Technical Documentation Gaps: Building Documentation That Developers Actually Use
The developer had been staring at the code for an hour. The function was critical — it processed payments — but there was no documentation explaining what it did, what inputs it expected, or what edge cases it handled. The comments in the code were either obvious or outdated. The internal wiki had a page about the payment system, but it had last been updated three years ago by a developer who no longer worked at the company. The developer had three choices: read the entire codebase to understand the system, ask a colleague who might not know either, or make a change and hope it worked. None of these options were good.
Technical documentation is the infrastructure of software development. It captures knowledge that would otherwise be lost when people leave, enables new team members to get up to speed, and provides a reference for developers working on unfamiliar parts of the system. Yet most teams struggle to create and maintain documentation that developers actually find useful.
Why Documentation Fails
The Documentation Gap
The documentation gap is the difference between what is documented and what should be documented. This gap grows over time as code changes and documentation does not keep pace. The onboarding new developers experience is directly affected by the size of this gap.
The Wrong Audience
Documentation that does not consider its audience is not useful. API reference documentation written for experienced developers may be incomprehensible to new team members. Tutorials written for beginners may be too basic for experienced developers.
No Ownership
Documentation without an owner will never be maintained. When everyone is responsible, no one is responsible. Each piece of documentation should have a designated owner who reviews and updates it.
What to Document
Architecture and Design Decisions
Document why the system is designed the way it is. Architecture Decision Records capture the context, options considered, and rationale for significant design decisions. This knowledge is invaluable when the team needs to understand why things are done a certain way.
Onboarding Documentation
Onboarding documentation covers setup, development workflow, testing practices, and common tasks. This documentation should be tested by every new team member — if it does not work for them, it needs to be fixed.
Operational Runbooks
Runbooks document how to operate the system: how to deploy, how to diagnose common problems, how to handle incidents. The firefighting productions guide covers how runbooks support incident response.
Documentation Practices
Documentation in Code
Documentation that lives close to the code — comments, README files, and docstrings — is more likely to be updated when the code changes. Documentation in separate systems is more likely to become outdated.
Documentation as Code
Treat documentation the same way you treat code: version-controlled, reviewed, tested, and maintained. Documentation should go through the same pull request process as code changes.
The Documentation Skeleton
Start with a skeleton — headings, structure, and placeholders — and fill in details over time. A skeleton is better than nothing, and it makes it easy for team members to contribute content.
Making Documentation Usable
Searchability
Documentation that cannot be searched is documentation that will not be used. Ensure that documentation is indexed and searchable. A single searchable documentation system is better than multiple unsearchable documents spread across different tools.
Timeliness
Outdated documentation is worse than no documentation because it actively misleads. Include the date of last review on every document. Remove or clearly mark documentation that is known to be outdated.
Findability
Organize documentation so that readers can find what they need. Use clear headings, table of contents, and cross-references. The API versioning strategies guide illustrates how good documentation supports API consumers.
FAQ
How much documentation is enough?
Enough to answer the questions that developers commonly have.
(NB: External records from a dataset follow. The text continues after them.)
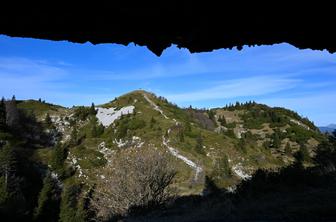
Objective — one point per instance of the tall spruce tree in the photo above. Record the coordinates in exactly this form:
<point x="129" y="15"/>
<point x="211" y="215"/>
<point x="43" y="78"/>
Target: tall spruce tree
<point x="48" y="204"/>
<point x="2" y="114"/>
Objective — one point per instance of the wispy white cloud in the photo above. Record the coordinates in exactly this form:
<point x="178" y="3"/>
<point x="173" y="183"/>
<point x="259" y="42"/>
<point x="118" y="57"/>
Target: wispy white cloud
<point x="252" y="86"/>
<point x="318" y="106"/>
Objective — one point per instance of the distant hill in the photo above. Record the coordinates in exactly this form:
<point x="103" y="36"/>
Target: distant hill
<point x="328" y="129"/>
<point x="225" y="145"/>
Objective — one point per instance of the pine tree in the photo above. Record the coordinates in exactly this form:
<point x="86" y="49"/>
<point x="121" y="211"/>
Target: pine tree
<point x="74" y="136"/>
<point x="47" y="207"/>
<point x="7" y="163"/>
<point x="57" y="158"/>
<point x="199" y="144"/>
<point x="276" y="142"/>
<point x="12" y="115"/>
<point x="71" y="208"/>
<point x="93" y="109"/>
<point x="288" y="149"/>
<point x="47" y="120"/>
<point x="152" y="122"/>
<point x="4" y="194"/>
<point x="2" y="114"/>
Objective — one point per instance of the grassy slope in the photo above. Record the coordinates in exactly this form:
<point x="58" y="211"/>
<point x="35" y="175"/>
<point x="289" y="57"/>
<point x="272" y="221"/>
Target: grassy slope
<point x="216" y="145"/>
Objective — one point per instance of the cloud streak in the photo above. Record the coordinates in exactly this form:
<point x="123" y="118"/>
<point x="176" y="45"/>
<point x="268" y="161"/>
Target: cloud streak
<point x="252" y="86"/>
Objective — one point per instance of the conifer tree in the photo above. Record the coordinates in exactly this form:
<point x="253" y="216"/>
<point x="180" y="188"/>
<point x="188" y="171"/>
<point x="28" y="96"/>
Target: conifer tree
<point x="47" y="207"/>
<point x="93" y="109"/>
<point x="47" y="120"/>
<point x="288" y="149"/>
<point x="7" y="163"/>
<point x="2" y="114"/>
<point x="199" y="144"/>
<point x="71" y="209"/>
<point x="58" y="157"/>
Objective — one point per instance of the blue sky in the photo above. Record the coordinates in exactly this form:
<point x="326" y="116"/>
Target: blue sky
<point x="78" y="74"/>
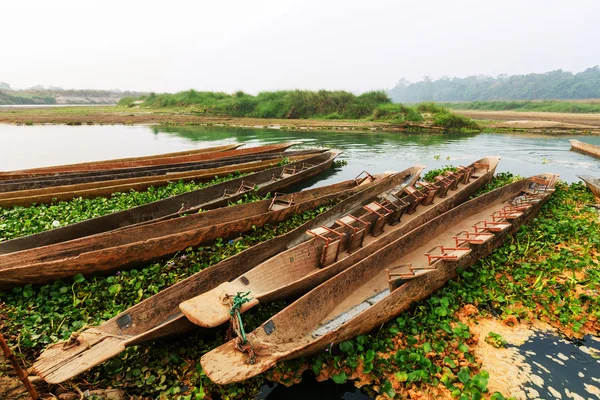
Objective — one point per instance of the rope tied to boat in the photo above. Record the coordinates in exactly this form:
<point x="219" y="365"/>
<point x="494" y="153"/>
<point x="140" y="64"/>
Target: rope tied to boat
<point x="236" y="326"/>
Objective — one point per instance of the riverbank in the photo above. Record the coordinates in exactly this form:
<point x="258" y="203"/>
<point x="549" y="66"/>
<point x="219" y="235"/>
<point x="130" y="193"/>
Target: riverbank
<point x="440" y="348"/>
<point x="488" y="121"/>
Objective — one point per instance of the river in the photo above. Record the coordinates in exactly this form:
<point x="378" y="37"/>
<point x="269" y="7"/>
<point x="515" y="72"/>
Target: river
<point x="35" y="146"/>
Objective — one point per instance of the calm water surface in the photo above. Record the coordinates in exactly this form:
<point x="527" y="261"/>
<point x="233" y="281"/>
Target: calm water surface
<point x="35" y="146"/>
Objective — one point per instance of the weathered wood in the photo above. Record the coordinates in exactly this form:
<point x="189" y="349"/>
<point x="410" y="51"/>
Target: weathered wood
<point x="159" y="316"/>
<point x="592" y="183"/>
<point x="86" y="177"/>
<point x="126" y="248"/>
<point x="207" y="198"/>
<point x="358" y="299"/>
<point x="189" y="156"/>
<point x="585" y="148"/>
<point x="299" y="269"/>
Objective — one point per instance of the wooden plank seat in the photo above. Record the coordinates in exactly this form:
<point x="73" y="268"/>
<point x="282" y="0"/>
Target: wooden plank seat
<point x="467" y="172"/>
<point x="244" y="187"/>
<point x="331" y="249"/>
<point x="504" y="214"/>
<point x="491" y="226"/>
<point x="380" y="213"/>
<point x="465" y="237"/>
<point x="358" y="229"/>
<point x="398" y="207"/>
<point x="443" y="185"/>
<point x="413" y="197"/>
<point x="363" y="178"/>
<point x="429" y="190"/>
<point x="446" y="253"/>
<point x="281" y="201"/>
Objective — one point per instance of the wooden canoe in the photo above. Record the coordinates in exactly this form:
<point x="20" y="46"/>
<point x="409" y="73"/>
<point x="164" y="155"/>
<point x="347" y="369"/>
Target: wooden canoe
<point x="159" y="316"/>
<point x="11" y="185"/>
<point x="592" y="183"/>
<point x="207" y="198"/>
<point x="585" y="148"/>
<point x="125" y="248"/>
<point x="381" y="286"/>
<point x="115" y="165"/>
<point x="107" y="188"/>
<point x="299" y="269"/>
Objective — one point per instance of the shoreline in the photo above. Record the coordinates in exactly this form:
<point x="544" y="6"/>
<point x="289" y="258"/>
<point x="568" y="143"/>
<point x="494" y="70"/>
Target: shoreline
<point x="490" y="121"/>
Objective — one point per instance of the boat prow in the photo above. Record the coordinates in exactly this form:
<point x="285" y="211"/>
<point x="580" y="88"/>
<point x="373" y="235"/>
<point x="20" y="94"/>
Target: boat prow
<point x="227" y="364"/>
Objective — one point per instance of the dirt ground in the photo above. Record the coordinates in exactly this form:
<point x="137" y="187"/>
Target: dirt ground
<point x="534" y="120"/>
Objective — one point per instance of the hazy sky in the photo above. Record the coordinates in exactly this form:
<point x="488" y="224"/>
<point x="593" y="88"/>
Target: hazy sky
<point x="256" y="45"/>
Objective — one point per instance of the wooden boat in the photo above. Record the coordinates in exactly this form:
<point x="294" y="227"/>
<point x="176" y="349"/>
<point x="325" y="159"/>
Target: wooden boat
<point x="211" y="197"/>
<point x="107" y="188"/>
<point x="379" y="287"/>
<point x="11" y="185"/>
<point x="332" y="249"/>
<point x="585" y="148"/>
<point x="205" y="156"/>
<point x="109" y="164"/>
<point x="592" y="183"/>
<point x="159" y="316"/>
<point x="125" y="248"/>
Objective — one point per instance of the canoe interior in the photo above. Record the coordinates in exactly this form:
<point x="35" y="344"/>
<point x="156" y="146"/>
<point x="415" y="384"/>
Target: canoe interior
<point x="363" y="297"/>
<point x="207" y="198"/>
<point x="159" y="316"/>
<point x="160" y="170"/>
<point x="338" y="246"/>
<point x="148" y="162"/>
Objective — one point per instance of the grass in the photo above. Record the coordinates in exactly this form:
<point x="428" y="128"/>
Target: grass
<point x="546" y="271"/>
<point x="560" y="106"/>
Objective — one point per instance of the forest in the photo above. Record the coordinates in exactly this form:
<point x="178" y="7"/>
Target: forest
<point x="557" y="84"/>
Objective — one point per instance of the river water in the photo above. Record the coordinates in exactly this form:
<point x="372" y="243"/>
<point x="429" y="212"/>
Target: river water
<point x="41" y="145"/>
<point x="35" y="146"/>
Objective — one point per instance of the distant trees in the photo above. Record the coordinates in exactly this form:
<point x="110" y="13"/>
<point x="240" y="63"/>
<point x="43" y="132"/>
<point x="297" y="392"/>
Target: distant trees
<point x="557" y="84"/>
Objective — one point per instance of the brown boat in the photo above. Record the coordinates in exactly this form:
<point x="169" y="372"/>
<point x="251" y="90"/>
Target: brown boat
<point x="208" y="198"/>
<point x="106" y="188"/>
<point x="381" y="286"/>
<point x="12" y="185"/>
<point x="125" y="248"/>
<point x="332" y="249"/>
<point x="585" y="148"/>
<point x="592" y="183"/>
<point x="226" y="151"/>
<point x="159" y="316"/>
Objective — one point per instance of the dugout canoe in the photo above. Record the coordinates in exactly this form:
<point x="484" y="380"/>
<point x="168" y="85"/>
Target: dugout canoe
<point x="332" y="249"/>
<point x="106" y="188"/>
<point x="381" y="286"/>
<point x="585" y="148"/>
<point x="592" y="183"/>
<point x="108" y="164"/>
<point x="207" y="198"/>
<point x="126" y="248"/>
<point x="148" y="162"/>
<point x="10" y="185"/>
<point x="159" y="316"/>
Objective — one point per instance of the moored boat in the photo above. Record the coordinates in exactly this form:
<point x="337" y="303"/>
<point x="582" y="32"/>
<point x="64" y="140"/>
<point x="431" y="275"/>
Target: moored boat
<point x="331" y="249"/>
<point x="382" y="285"/>
<point x="592" y="183"/>
<point x="159" y="316"/>
<point x="208" y="198"/>
<point x="585" y="148"/>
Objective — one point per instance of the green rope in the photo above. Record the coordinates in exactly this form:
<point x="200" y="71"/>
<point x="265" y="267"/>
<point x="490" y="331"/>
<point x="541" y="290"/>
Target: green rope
<point x="238" y="301"/>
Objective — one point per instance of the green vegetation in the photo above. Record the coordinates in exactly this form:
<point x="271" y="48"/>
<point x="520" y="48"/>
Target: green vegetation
<point x="550" y="85"/>
<point x="297" y="104"/>
<point x="547" y="271"/>
<point x="579" y="107"/>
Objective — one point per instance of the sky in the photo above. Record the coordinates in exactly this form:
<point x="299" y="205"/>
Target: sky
<point x="254" y="45"/>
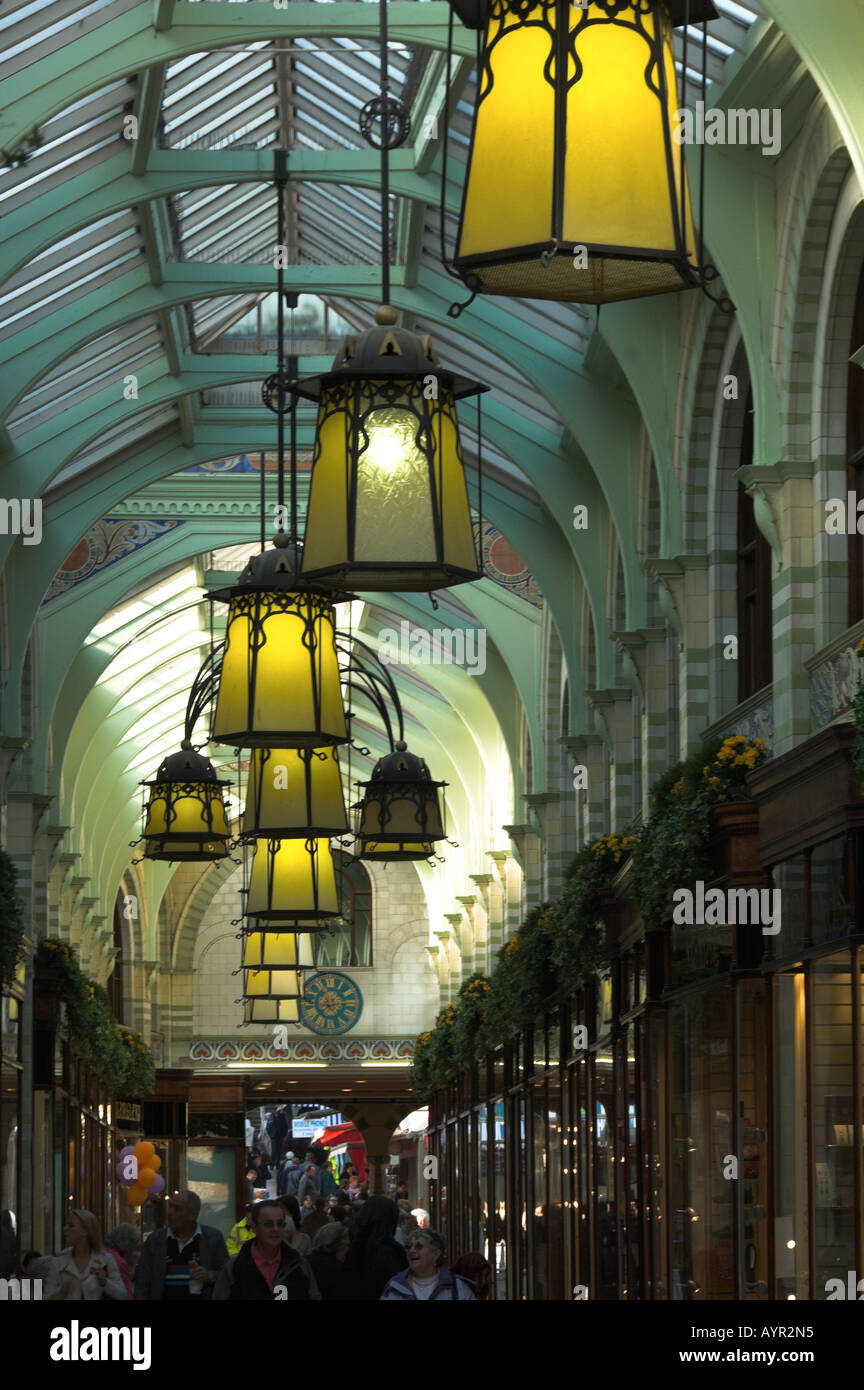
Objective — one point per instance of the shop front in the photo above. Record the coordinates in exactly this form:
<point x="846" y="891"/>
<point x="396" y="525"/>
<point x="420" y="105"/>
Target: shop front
<point x="689" y="1125"/>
If the same question is asked multiple times, document the answer. If a new team member gets stuck, document what they needed to know.
How do I get developers to write documentation?
Make documentation part of the definition of done. Require documentation updates in pull requests that change documented behavior. Recognize and reward documentation contributions. Reduce the friction of writing documentation with templates and easy-to-use tools.
What is the best tool for technical documentation?
The best tool is the one your team will actually use. Popular options include Markdown files in the repository, dedicated documentation platforms like Read the Docs or Docusaurus, and knowledge bases like Confluence or Notion.
How do I maintain documentation over time?
Assign owners, require updates as part of code changes, and conduct periodic documentation audits. Treat documentation as a living artifact that requires ongoing investment, not a one-time task.